Not surprisingly, he is cautious but optimistic. “There’s little doubt that the psychology of the consumer has shifted radically. Perhaps more radically in the last 12-18 months than in our lifetimes,” Levitan, 52, said. “The shift is more toward value.” That means people are focusing inward on things like family, friends, and pets, and they are staying away from public indulgence and excess—things like private jets and high-end wines at restaurants, he said.
But Levitan also pointed out that historically, consumer spending has been about two-thirds of the U.S. gross domestic product. In the past decade, that figure shot up to 72 percent. Now it has dropped a little below 70 percent, he said, but it’s “still above historical norms, and a huge percentage.”

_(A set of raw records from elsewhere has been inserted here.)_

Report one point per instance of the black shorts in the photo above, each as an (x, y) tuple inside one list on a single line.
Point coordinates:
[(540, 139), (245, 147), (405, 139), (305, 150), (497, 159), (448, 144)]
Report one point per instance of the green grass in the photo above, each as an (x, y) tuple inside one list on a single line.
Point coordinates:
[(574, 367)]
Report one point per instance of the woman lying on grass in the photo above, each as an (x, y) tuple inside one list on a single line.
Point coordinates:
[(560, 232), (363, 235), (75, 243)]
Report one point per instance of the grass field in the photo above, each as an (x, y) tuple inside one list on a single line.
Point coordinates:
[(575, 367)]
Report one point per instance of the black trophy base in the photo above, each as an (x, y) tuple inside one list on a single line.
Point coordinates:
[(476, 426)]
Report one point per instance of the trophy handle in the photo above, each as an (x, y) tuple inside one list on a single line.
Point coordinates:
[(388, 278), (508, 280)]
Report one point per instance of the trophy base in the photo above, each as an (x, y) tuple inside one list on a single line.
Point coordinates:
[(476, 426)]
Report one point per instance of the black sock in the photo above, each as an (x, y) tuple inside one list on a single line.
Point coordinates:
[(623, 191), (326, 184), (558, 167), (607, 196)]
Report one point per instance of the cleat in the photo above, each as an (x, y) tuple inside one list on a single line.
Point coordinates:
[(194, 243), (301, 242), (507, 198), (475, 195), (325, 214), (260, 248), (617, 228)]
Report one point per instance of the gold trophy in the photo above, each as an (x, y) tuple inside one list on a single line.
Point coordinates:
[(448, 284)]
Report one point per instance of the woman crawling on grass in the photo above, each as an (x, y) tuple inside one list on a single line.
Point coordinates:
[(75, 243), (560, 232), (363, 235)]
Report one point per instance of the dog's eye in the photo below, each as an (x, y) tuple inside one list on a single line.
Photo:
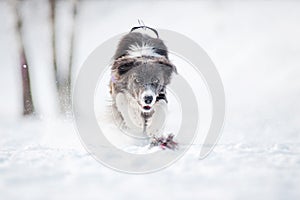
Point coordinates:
[(137, 80), (155, 81)]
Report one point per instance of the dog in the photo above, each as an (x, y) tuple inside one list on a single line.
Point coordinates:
[(140, 72)]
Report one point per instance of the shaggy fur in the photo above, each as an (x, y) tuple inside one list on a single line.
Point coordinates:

I asked whether consumer companies, particularly on the Internet, need to be focused on a particular niche or vertical market, now more than ever. Levitan pointed out that Amazon became known for selling books before it went deep into other markets. He said Jeff Bezos has been “brilliant” about balancing the cash flow and profitability of Amazon’s core categories while expanding into adjacent areas. “Companies have to be known for something in retail, and have a clear brand image and value proposition,” Levitan said. Successful ones, he added, “have a psychological contract that brings consumers back on a repeat basis. We try to find consumer businesses that integrate into people’s lives.”
That brings us to the latest startup Maveron is funding, which has been getting some buzz lately. (The funding amount is undisclosed, and the stealth company is still unnamed, at least publicly). Levitan is helping build the new e-commerce company with Mark Vadon and Darrell Cavens from Blue Nile, the online diamond seller. “They’ve done an incredible job of creating trust and confidence in consumers,” Levitan said. “They understand the world of e-commerce. Their experience is very relevant.”
Back in the day, Levitan passed on investing in Blue Nile twice. He says he “underestimated the grit, determination, and resourcefulness” of that startup, and won’t do that again. Of the new venture, he stressed “it’s early, early days” and wouldn’t give any specifics just yet. (But separately, he did mention social shopping as an area that’s taking off, so one could speculate that it’s in that general space.)
Lastly, I asked Levitan about how he first met Howard Schultz, his business partner at Maveron for the past dozen years. It was in Seattle in August 1991, and Levitan, who was working at an investment bank, flew up from Los Angeles to meet with the Starbucks coffee entrepreneur. “I was a little disappointed he didn’t let me talk. He sold me about how passionate he was about his business, and about how powerful the business model was,” Levitan said. “What was unique was how he talked about his people. His people first, and customers second.”
Levitan said that going into the meeting, he “didn’t think there was a big growth business around coffee.” But he landed in Seattle, and asked the cab driver what his favorite coffee was. Starbucks was the answer. At his hotel, he asked the desk person for a coffee recommendation. Starbucks again. So he walked over to his first Starbucks, in the City Centre tower. “People were lining up for coffee. I was blown away by that,” he said. The following year, his bank was part of Starbucks’ IPO.
All in all, it’s a lot to digest. But probably the most surprising thing Levitan told me was that he recently downloaded a book, on his Kindle, by University of North Carolina basketball coach Roy Williams. That’s almost unthinkable, because Levitan is a die-hard fan (and alum) of the Duke Blue Devils, UNC’s archrival—he’s traveling to one of their games this week. But Levitan says he’s been gaining respect for Coach Williams and his recruiting prowess. Now that’s innovative thinking.